Is Compound Interest Your Ally or Adversary?

Is compound interest your friend or enemy? Ally or adversary?

“Compound interest is the Eighth Wonder of the World. He who understands it earns it; he who doesn’t, pays it.”

This quote is attributed to Albert Einstein, even though it’s not a slam dunk he actually said it. But the point is valid. Compound interest can either be your friend or enemy.

Here’s what it looks like when compound interest is your enemy:

Let’s imagine you buy a TV for $1000 using a credit card that has a 24% interest rate. Then let’s assume you don’t buy anything else with that credit card, so now you’ve got a balance of $1000. Based on the 24% interest, you’ll be charged $240 in interest over twelve months or $20 per month.

Now let’s see how compound interest becomes your enemy. When it’s time to pay back the $1000 plus interest, you realize the credit card company is not your friend so they will get their money first. That means when you make your minimum payment (most cards define this as 1% of the balance plus the monthly interest due on the balance), the majority of that money goes towards the interest.

That means every single month you’ll pay close to $20 in interest, but your total balance is reduced by less than $10. This means if you only paid the minimum payment, it would take 125 months to pay it off and you would pay $1,332 in interest.
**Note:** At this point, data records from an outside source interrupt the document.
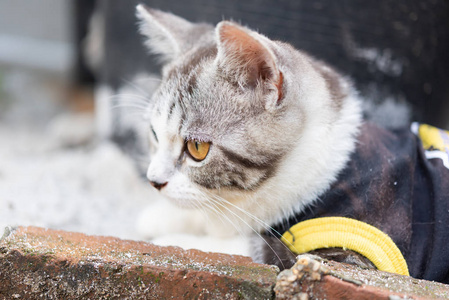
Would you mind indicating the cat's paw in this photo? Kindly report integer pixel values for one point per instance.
(163, 218)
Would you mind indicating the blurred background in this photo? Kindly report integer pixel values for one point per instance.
(71, 153)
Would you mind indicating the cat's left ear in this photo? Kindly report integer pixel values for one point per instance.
(244, 54)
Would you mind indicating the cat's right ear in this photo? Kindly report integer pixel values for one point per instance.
(165, 32)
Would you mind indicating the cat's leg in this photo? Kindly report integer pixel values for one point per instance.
(165, 224)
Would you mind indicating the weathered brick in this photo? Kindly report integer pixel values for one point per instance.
(50, 264)
(315, 278)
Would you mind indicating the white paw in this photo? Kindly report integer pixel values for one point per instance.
(163, 218)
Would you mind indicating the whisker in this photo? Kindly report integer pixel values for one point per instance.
(218, 200)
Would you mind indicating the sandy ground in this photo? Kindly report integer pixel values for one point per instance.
(54, 172)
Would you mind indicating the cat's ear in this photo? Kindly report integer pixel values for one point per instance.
(243, 53)
(166, 32)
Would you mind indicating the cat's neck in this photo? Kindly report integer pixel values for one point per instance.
(323, 149)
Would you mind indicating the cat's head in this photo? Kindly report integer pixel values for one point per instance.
(232, 107)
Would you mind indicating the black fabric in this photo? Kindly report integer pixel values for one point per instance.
(390, 184)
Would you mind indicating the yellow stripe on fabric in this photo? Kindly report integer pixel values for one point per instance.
(350, 234)
(433, 137)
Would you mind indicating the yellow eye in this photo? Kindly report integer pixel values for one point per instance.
(198, 150)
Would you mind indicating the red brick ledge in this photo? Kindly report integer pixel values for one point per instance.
(314, 278)
(51, 264)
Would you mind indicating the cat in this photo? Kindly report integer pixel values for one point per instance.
(255, 136)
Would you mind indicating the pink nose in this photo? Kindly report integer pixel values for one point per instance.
(158, 185)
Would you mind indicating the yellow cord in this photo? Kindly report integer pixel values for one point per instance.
(350, 234)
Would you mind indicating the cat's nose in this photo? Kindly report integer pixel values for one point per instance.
(158, 185)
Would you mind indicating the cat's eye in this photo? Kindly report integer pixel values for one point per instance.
(198, 150)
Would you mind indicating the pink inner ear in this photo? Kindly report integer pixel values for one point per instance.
(249, 53)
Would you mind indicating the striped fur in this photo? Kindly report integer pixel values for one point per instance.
(281, 124)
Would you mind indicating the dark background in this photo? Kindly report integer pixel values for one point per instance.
(391, 48)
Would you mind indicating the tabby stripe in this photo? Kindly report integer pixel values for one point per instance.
(236, 158)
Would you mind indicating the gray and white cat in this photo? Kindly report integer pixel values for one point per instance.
(251, 136)
(243, 129)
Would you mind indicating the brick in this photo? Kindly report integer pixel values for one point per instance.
(315, 278)
(50, 264)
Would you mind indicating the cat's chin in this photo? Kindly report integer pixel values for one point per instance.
(184, 203)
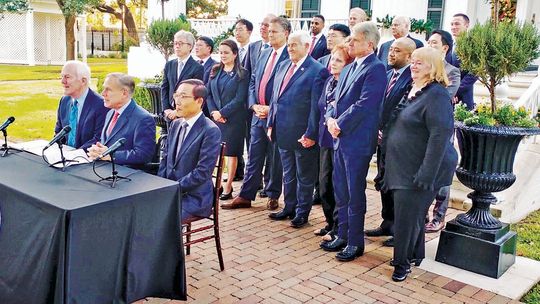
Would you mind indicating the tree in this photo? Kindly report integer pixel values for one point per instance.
(70, 9)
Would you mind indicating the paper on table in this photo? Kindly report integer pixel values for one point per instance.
(53, 153)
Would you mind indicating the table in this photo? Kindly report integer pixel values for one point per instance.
(66, 238)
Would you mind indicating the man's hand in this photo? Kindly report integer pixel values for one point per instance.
(170, 114)
(96, 150)
(333, 128)
(306, 142)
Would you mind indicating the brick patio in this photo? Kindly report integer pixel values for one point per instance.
(270, 262)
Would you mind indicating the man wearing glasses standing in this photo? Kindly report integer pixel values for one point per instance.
(178, 69)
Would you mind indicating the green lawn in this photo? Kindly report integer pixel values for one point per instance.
(31, 94)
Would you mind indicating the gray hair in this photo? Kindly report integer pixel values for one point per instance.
(303, 36)
(188, 35)
(82, 70)
(369, 30)
(124, 80)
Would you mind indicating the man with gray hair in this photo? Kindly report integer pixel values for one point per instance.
(125, 120)
(400, 28)
(293, 123)
(80, 107)
(178, 69)
(353, 123)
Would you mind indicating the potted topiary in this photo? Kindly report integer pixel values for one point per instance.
(488, 139)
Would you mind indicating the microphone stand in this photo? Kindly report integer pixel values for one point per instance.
(114, 177)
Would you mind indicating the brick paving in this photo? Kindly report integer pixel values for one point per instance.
(270, 262)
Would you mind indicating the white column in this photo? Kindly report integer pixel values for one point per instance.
(30, 54)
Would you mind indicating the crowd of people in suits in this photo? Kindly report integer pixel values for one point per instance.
(310, 110)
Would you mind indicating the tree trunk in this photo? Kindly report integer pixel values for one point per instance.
(69, 22)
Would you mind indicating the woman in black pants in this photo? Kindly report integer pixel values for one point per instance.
(419, 157)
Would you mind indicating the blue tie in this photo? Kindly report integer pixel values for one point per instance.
(73, 123)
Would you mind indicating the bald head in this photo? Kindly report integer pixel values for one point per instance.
(400, 52)
(356, 15)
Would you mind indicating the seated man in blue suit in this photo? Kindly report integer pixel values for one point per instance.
(192, 150)
(293, 122)
(178, 69)
(125, 120)
(80, 107)
(353, 124)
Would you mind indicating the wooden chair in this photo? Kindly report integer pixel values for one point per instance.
(214, 218)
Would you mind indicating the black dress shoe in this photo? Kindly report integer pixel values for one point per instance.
(298, 221)
(389, 242)
(335, 245)
(281, 215)
(349, 253)
(378, 232)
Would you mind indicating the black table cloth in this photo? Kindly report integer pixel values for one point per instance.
(66, 238)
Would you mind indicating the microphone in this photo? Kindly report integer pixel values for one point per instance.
(7, 123)
(112, 148)
(65, 131)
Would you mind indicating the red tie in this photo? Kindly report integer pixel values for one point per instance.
(266, 77)
(312, 44)
(287, 78)
(112, 123)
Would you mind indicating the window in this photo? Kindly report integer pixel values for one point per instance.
(363, 4)
(435, 12)
(310, 8)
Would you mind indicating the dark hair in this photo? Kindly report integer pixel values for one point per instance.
(199, 90)
(237, 66)
(208, 41)
(284, 23)
(245, 22)
(465, 17)
(320, 17)
(341, 28)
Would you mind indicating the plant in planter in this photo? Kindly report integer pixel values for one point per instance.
(488, 139)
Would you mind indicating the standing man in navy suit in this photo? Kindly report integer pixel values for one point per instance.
(317, 48)
(80, 107)
(259, 102)
(460, 24)
(398, 81)
(176, 70)
(293, 122)
(125, 120)
(353, 124)
(400, 28)
(191, 150)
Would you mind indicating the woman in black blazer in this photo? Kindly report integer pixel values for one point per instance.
(420, 158)
(227, 98)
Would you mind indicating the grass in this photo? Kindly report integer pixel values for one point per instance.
(31, 95)
(528, 231)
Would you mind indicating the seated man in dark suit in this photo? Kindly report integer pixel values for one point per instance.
(80, 107)
(191, 150)
(293, 122)
(125, 120)
(178, 69)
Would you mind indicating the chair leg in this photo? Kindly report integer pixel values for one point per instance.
(188, 239)
(218, 246)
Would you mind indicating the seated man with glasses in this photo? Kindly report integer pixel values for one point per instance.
(178, 69)
(191, 150)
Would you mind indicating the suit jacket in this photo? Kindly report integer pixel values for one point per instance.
(395, 95)
(385, 49)
(357, 106)
(192, 69)
(255, 81)
(295, 112)
(320, 49)
(137, 126)
(90, 122)
(192, 167)
(465, 92)
(454, 76)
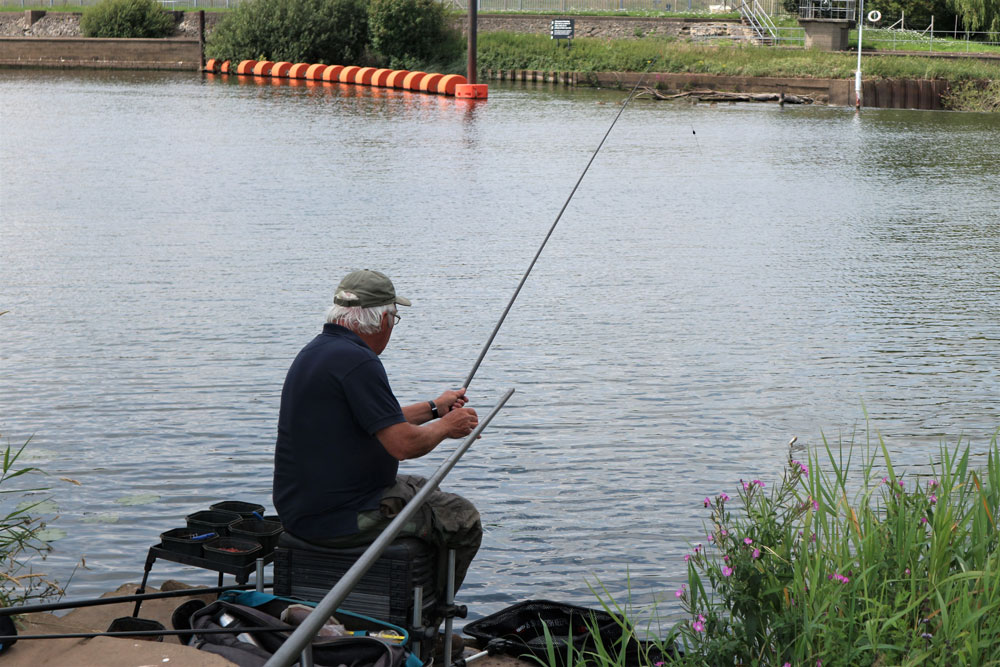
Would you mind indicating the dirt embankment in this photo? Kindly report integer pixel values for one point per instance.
(67, 24)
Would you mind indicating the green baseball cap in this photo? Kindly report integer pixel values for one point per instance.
(369, 289)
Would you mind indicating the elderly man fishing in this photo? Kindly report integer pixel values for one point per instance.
(342, 434)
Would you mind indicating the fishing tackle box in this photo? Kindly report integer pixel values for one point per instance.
(307, 571)
(520, 630)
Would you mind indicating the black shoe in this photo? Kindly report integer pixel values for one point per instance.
(181, 618)
(457, 649)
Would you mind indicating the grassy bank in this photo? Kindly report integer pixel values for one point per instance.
(846, 560)
(500, 50)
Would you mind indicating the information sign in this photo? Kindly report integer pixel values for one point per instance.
(562, 28)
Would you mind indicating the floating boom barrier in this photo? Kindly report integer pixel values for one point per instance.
(454, 85)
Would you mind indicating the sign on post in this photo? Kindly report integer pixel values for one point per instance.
(562, 28)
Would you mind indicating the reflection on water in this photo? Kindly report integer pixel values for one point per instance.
(169, 242)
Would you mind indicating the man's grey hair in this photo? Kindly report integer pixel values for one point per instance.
(357, 319)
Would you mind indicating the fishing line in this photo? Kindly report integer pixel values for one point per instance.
(517, 291)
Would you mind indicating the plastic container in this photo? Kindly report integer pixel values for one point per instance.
(245, 510)
(238, 551)
(131, 624)
(214, 520)
(188, 540)
(265, 532)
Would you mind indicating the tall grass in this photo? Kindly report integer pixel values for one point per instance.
(504, 50)
(846, 560)
(19, 535)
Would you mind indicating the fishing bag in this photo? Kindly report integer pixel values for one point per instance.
(252, 649)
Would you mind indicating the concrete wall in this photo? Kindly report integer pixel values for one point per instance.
(887, 94)
(174, 54)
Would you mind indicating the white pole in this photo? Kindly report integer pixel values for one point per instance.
(857, 73)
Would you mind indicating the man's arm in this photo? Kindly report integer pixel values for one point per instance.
(409, 441)
(420, 413)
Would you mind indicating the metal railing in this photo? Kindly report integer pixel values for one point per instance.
(708, 7)
(931, 41)
(754, 16)
(840, 10)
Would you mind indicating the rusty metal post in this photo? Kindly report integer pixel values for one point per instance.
(473, 22)
(201, 38)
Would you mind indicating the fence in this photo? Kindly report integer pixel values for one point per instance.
(931, 41)
(554, 6)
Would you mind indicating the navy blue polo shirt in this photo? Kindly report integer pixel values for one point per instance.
(328, 464)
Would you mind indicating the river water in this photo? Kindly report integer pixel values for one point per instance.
(725, 278)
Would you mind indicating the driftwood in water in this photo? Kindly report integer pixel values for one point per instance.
(723, 96)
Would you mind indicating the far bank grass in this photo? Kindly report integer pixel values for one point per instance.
(504, 50)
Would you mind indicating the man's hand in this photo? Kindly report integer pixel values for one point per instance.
(451, 400)
(460, 422)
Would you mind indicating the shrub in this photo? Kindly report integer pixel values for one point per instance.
(908, 572)
(126, 18)
(19, 538)
(412, 33)
(311, 31)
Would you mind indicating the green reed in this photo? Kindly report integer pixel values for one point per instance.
(846, 560)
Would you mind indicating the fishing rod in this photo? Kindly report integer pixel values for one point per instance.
(517, 291)
(4, 639)
(93, 602)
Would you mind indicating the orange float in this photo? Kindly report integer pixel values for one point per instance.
(315, 72)
(346, 75)
(298, 70)
(472, 91)
(428, 84)
(364, 76)
(379, 76)
(446, 85)
(413, 79)
(281, 69)
(395, 78)
(332, 73)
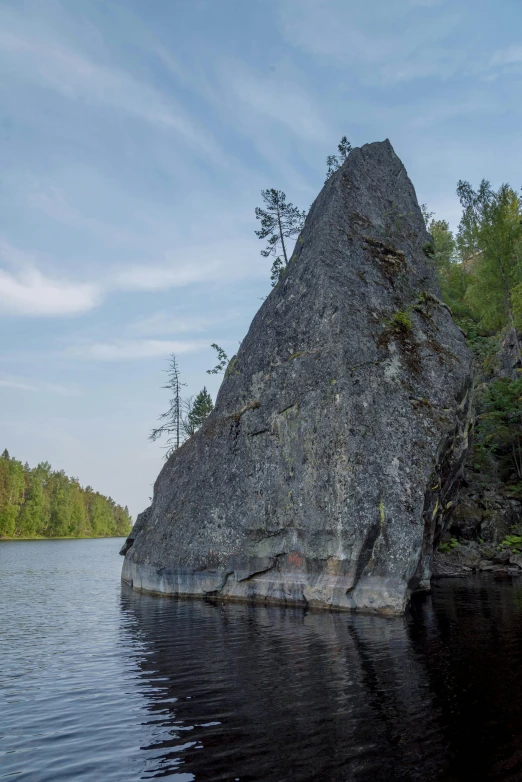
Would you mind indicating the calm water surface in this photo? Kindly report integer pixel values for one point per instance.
(99, 683)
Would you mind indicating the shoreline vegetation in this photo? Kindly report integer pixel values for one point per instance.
(40, 503)
(4, 539)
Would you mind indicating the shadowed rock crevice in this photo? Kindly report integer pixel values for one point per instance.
(325, 471)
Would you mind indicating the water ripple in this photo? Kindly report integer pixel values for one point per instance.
(100, 683)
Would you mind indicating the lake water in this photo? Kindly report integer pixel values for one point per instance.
(99, 683)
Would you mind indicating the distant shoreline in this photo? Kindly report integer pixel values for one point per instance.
(65, 537)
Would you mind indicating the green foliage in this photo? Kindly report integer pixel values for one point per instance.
(334, 162)
(446, 548)
(490, 242)
(277, 271)
(401, 322)
(222, 360)
(513, 542)
(453, 278)
(428, 249)
(498, 432)
(40, 502)
(279, 221)
(199, 410)
(171, 421)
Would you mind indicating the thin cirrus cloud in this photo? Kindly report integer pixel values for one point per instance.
(131, 349)
(275, 98)
(16, 383)
(411, 51)
(29, 292)
(47, 63)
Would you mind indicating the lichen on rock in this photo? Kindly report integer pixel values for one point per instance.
(320, 478)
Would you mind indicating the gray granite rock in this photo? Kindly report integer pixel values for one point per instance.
(327, 468)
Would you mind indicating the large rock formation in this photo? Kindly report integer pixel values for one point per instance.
(324, 474)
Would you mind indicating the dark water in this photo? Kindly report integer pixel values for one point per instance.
(101, 684)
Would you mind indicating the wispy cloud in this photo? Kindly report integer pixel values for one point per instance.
(277, 99)
(48, 63)
(29, 292)
(164, 323)
(161, 277)
(28, 384)
(124, 350)
(379, 50)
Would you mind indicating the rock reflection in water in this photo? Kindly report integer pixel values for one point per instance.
(248, 692)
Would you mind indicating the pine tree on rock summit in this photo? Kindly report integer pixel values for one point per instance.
(171, 420)
(334, 162)
(199, 410)
(279, 221)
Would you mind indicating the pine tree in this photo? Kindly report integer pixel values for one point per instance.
(172, 418)
(279, 221)
(47, 503)
(490, 240)
(222, 361)
(199, 411)
(334, 162)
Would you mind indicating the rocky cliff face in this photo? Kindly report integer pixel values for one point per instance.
(326, 470)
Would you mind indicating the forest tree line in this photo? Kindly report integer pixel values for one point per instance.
(42, 502)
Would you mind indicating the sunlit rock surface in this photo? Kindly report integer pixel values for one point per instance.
(327, 468)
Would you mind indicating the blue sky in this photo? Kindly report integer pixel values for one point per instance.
(136, 136)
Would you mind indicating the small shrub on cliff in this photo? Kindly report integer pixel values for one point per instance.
(513, 542)
(447, 547)
(401, 322)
Remember the tv only cost $1000!

That’s how compound interest is your enemy. Now let’s see how it can be your friend.

You’ve probably heard this example because it works. I’ll give you 2 choices. The first is I’ll give you a million dollars and you can walk away. Choice number 2 is I’ll give you a penny today, then double the amount every day for 30 days. What would you choose? A lot of people would take the million but that would be a mistake. Like a $3 million dollar mistake. Because if you took choice number 2, you’d have over $4 million dollars at the end of 30 days

Ok, it’s tough to find an investment that doubles every day so let’s look at a more realistic scenario.

Let’s say you saved $1000 a year from age 25 to 34 in an investment account earning 8% a year and not a penny more. Your $10,000 investment would be worth $157,435 by the time you were 65.

Now let’s say you don’t start saving $1,000 a year until you’re 35. But you do it for 30 years for a total investment of $30,000. Even though you invested $20,000 more you’d only have $122,346 by age 64. $35,000 less!

That’s how powerful giving your friend Mr. Compound Interest lots of time to work can be.

So now you see the importance of making compound interest your friend. But how? Three steps

  1. Pay cash for everything
  2. Pay yourself first every time you get paid
  3. Have $2,000 in cash you can put your hands quickly

This puts you in a place where you can put Mr. Compound Interest to work for you instead of letting him take your money.